<style>
.reveal {
font-size: 24px;
}
</style>
# DEADLOCKS:
## Fear and Loathing
Presenter: Grant Gainey
Event: PulpCon 2022
URL: https://hackmd.io/@ggainey/deadlocks_f_and_l
---
# Agenda
* Introduction
* Problem Space
* Postgres locks
* Alerting
* Prevention
* Code examples
* Conclusions
* Q&A
---
# Introduction
* Who am I?
* Grant Gainey, Principle Software Engineer, Red Hat
* What are we talking about?
* Postgres database deadlocks in Pulp
* What are we NOT talking about?
* Application-level lock issues
* Deep dive into low-level Postgres locking details
---
# Problem Space
* What are deadlocks?
* Whose fault are they?
* How can one deal with them?
* Why are they so hard to test for/fix?
----
<!-- .slide: style="font-size: 18px;" -->
## What is a deadlock?
* Two (or more!) processes all waiting for the others to finish, forever
* Four Requirements
* Mutual exclusion
* a Thing can only be held by one process at a time
* shared-resources are Nifty!
* Hold and Wait
* Once I have a Thing and need another, I'm going to hold onto My Thing till I get what I want
* No Preemption
* I can't **force** you to give me what I'm waiting for
* Circular Wait
* I have a fork and need a knife; you have the knife and need the fork; we both starve.
* See ["The Dining Philosophers" problem](https://en.wikipedia.org/wiki/Dining_philosophers_problem)
![](https://i.imgur.com/buyZnym.png)
----
## Whose fault is it?
### The First Rule of Deadlocks:
Deadlocks are **application programming errors**. Always.
* It's not Postgres' fault.
* It's not Django's fault.
* It's not the user's workflow's fault.
You can decide not to fix a deadlock, for good reasons - but that doesn't mean your code isn't in error.
----
## What ways are there to deal with them?
* Ignore
* Without forced-failure - whole system can back up
* see "Olde Tasking System" in Pulp
* With forced-failure (eg current Postgres) - someone fails
* 2 syncs, deadlock happens, one sync fails
* user has to retry, is sad/outraged, we get bug reports
* Detect/retry
* On failure, completely restart the failing task (possibly repeatedly)
* Resetting to initial-conditions can lead to interesting code-complexity
* Prevent
* What we're going to be talking about here
* Requires code that is aware of concurrency and Takes Steps to protect itself
----
## Why are they so hard to test for/fix?
* Data dependent
* No overlapping data?

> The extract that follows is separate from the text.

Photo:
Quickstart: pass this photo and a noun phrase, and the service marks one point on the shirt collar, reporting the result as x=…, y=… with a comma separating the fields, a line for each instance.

No problem!
* **Example**: sync 15 independent repositories simultaneously - no problem!
* Timing-window dependent
* locks may be held for very short time periods
* **Example**: update one field on 100 records - microseconds of locking
* May need hundreds of times through flawed code before hitting the problem
* Concurrency-dependent
* Getting the data and timing to line up can take significant concurrency
* **Example**: could **only** be recreated "in the wild" when:
* immediate-sync five or more copies of the **exact same repository**
* at the **exact** same time,
* with ~14K pieces of content,
* into a Pulp instance **that had never seen the data before**
---
# Postgres lock details
* Lock types/hierarchy
* Table locks
* Row locks
----
## Lock types/hierarchy
* There are many lock types
* Here are [Gory Details](https://www.postgresql.org/docs/current/explicit-locking.html)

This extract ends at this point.